There is, believe it or not, a bit of a downside to living in a major metropolitan area that is bursting to the seams with varied and authentic Asian cuisines. And that downside is the difficulty you run into when all you really want is some old-school takeout Chinese.
You know the food I'm talking about. Brown sauce. Fried rice. Spicy garlic sauce. Beef and broccoli, if you're into the broccoli thing. The kind of food that subtracts from your food nerd cred every time you think about it, but feels so, so good as you leave with a paper bag full of white cartons and desultory fortune cookies. No fusion, no Thai basil, just straight-up American Chinese from the post-chow-mein period. That's what First Wok serves up, and does so mere blocks from my home. Also possibly blocks from your home if you live in Bloomington - there's a couple of them.
They have tables, but I doubt I've sat down in the place more than twice. No, First Wok is all about the takeout, which will always take ten minutes. I don't have any hard data on how long it actually takes, all I know is that for the better part of a decade, I've been told ten minutes, unless it's REALLY busy, in which case it'll be "ten, fifteen minutes". If it's warm, you can venture out into the strip mall and poke around in Walgreens or a normal-sized old-school Barnes and Noble, but usually you just sit and wait and read old newspapers because it's a bit too far away from Burger Jones to latch onto its free wifi.
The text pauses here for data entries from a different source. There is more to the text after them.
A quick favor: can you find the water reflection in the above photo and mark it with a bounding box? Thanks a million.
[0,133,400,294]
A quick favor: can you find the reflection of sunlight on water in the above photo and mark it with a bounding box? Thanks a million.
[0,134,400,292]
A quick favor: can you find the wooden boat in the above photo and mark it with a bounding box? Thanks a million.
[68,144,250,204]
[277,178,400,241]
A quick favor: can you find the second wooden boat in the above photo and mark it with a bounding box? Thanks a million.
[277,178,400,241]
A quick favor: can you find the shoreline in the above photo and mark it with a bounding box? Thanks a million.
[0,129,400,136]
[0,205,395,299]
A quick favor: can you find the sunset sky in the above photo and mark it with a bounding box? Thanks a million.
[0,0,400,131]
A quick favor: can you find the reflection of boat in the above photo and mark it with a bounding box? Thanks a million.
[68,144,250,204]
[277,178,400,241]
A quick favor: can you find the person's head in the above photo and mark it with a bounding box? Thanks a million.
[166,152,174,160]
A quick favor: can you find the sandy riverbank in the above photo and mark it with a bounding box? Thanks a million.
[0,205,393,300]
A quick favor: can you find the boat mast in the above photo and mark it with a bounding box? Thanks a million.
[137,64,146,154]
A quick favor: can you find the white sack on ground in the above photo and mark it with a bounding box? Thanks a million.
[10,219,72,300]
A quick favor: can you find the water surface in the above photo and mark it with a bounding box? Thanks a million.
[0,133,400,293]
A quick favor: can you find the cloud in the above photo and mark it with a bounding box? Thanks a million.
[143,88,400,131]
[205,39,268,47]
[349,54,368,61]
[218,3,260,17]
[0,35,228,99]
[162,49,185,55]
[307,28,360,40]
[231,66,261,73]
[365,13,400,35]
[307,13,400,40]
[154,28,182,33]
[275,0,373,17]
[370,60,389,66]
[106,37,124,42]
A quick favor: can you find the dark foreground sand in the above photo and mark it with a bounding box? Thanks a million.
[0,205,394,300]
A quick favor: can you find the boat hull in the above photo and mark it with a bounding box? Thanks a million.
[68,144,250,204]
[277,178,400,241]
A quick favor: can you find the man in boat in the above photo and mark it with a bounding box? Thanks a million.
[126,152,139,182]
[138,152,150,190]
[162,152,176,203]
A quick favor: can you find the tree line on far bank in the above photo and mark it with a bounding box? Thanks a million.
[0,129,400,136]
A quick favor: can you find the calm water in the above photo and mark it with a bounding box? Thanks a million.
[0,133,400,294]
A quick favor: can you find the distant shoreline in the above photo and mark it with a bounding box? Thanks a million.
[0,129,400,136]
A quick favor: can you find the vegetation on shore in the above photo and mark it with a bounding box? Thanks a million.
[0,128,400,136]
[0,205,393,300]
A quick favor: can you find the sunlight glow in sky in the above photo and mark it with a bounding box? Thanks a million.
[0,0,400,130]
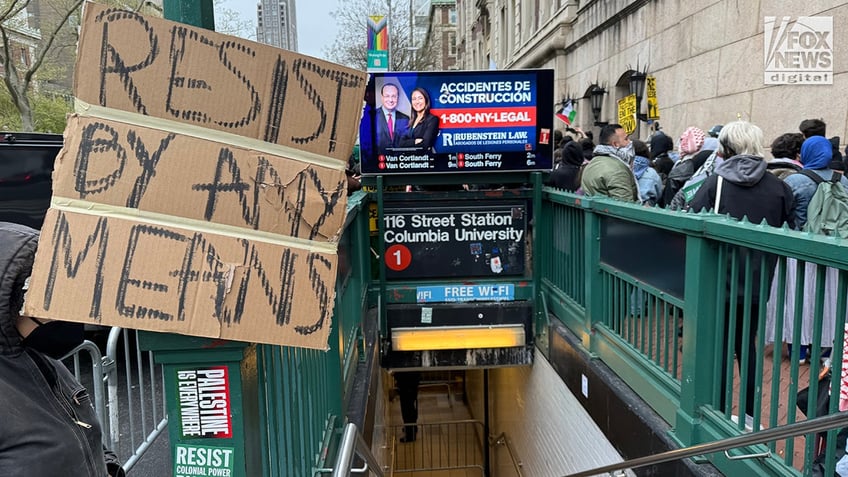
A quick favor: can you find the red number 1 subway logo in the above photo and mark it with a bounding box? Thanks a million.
[386,243,412,272]
[177,366,233,439]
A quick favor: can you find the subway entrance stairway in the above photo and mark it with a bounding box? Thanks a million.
[372,352,631,477]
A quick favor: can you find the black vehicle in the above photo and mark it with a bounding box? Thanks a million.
[0,132,62,229]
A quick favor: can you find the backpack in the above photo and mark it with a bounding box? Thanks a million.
[800,170,848,238]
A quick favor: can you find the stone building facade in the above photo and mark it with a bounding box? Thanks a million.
[421,0,457,71]
[457,0,848,146]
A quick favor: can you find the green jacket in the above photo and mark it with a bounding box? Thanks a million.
[580,156,639,202]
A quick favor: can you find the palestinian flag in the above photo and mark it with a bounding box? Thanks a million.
[557,99,577,126]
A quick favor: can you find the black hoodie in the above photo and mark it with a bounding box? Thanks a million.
[0,222,123,477]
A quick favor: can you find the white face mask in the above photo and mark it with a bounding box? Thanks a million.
[616,141,636,165]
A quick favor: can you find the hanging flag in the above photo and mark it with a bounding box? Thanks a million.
[557,99,577,126]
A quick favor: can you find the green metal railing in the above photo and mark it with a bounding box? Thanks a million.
[538,189,848,475]
[252,194,370,476]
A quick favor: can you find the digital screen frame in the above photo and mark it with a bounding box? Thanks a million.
[359,69,554,175]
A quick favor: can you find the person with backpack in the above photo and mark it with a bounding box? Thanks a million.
[767,135,848,362]
[690,121,794,415]
[580,124,639,202]
[633,139,662,207]
[660,126,709,208]
[784,136,848,230]
[547,141,583,192]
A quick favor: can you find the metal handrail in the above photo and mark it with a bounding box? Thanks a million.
[492,432,524,477]
[565,411,848,477]
[318,422,383,477]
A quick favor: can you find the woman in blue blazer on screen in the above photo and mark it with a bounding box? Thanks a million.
[398,88,439,152]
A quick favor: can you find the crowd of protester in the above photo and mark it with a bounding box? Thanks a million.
[547,119,848,432]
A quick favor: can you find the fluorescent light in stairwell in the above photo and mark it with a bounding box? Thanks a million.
[391,325,525,351]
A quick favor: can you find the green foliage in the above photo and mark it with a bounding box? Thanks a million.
[32,94,74,133]
[0,87,73,133]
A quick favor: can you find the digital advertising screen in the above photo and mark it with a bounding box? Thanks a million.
[359,70,554,175]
I have two standbys there. If I want vegetables, I usually get the double-sauteed pork, which is pork and cabbage and bamboo shoots and bell peppers in spicy brown sauce. If I'm in a more junk food comfort mode, it's subgum lo mein all the way, baby. Thick stir-fried noodles with beef, chicken, and shrimp that taste a lot like each other, along with a bit of scallion and an unhealthy amount of oil. One day, I had the bright idea to add a bit of sriracha to it once I got home, and all of a sudden, I was even happier, because it's a bit on the bland side normally.
People often use "mediocre" as a criticism, but mediocrity is, by definition, neither good nor bad. When judging something that's mediocre, you have to look at the context of the mediocrity. For example, a mediocre sit-down Mexican restaurant in a Knollwood strip mall, with gluey, dense tamales, bland refried beans, and slightly weird rice is also bad, because of the context. That context being a combination of the availability of better Mexican food in forms that are both cheaper and more convenient, plus a personal lack of emotional nostalgic attachment to Chi-Chi's.
But mediocre takeout Chinese has no equal. If you go cheaper, into the steam table land of Leeann Chin's or food court, you enter a nightmare of awfulness. It's tough to go more convenient. And if you go high-end, well, it's not realliy the same food at all, is it? It becomes something completely different. And that's why everyone needs a First Wok in their lives.